Terminal Growth Rate
3.0%

A 3% terminal growth rate reflects a stable, mature hardware business growing roughly in line with long-term global GDP.

Sensitivity Analysis

Intrinsic value per share under varying discount rate and terminal growth rate assumptions.

WACC ↓ / Terminal → 2.0%2.5%3.0%3.5%4.0%
2.0% $144.60 $120.50 $103.29 $90.38 $80.33
2.5% $160.67 $131.45 $111.23 $96.40 $85.06
3.0% $180.75 $144.60 $120.50 $103.29 $90.38
3.5% $206.57 $160.67 $131.45 $111.23 $96.40
4.0% $241.00 $180.75 $144.60 $120.50 $103.29

Undervalued vs current price Overvalued vs current price

Frequently Asked Questions

Why is Garmin considered overvalued if it's a great company?

A great company does not always mean a great stock price at a given moment. The intrinsic value model indicates that the market's current price ($235.11) requires growth assumptions that exceed historically reasonable expectations for a mature hardware manufacturer.
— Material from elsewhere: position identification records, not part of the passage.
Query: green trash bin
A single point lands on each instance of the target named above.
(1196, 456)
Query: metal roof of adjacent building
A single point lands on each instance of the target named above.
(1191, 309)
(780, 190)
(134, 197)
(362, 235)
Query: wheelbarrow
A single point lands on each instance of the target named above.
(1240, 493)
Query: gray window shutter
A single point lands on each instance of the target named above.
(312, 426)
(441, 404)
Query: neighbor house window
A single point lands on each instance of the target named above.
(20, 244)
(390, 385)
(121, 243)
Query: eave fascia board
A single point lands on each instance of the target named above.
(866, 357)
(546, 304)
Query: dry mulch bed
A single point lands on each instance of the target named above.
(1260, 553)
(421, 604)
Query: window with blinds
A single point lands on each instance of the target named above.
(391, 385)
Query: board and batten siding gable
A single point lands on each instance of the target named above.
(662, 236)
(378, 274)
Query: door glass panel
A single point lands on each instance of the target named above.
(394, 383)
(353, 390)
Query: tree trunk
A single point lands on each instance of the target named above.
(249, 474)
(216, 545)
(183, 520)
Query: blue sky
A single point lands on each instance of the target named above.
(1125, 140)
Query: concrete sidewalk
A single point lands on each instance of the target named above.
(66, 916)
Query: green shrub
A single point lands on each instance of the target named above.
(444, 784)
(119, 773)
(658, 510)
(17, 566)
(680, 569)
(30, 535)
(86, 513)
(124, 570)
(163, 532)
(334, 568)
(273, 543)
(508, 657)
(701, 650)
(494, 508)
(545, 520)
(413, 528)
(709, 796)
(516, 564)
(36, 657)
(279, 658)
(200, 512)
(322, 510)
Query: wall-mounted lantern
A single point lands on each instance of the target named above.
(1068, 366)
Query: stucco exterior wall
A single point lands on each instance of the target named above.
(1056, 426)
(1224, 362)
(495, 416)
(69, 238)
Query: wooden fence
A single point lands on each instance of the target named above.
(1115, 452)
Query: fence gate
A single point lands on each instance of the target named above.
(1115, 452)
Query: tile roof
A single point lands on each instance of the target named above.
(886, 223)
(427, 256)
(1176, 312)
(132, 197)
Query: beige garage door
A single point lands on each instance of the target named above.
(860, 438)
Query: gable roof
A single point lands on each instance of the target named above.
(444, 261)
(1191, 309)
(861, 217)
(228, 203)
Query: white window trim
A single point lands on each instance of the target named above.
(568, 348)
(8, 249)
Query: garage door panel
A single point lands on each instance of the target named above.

What is Garmin's strongest competitive advantage?

Garmin's strongest advantage is its deep integration into specialized, high-barrier markets like aviation and marine OEMs, coupled with extreme brand loyalty in the premium fitness wearable segment.

Does this valuation account for Apple Watch competition?

Yes. The 9% discount rate and conservative terminal growth rate account for the ongoing risk that well-capitalized tech giants may attempt to encroach further into Garmin's high-end, rugged wearable territory.

Disclaimer: The numbers presented on this page are for educational and entertainment purposes only. They are the result of a deterministic mathematical model fed with assumptions generated by an Artificial Intelligence (Gemini 3.1). This does not constitute investment advice. Always conduct your own due diligence before investing in the stock market.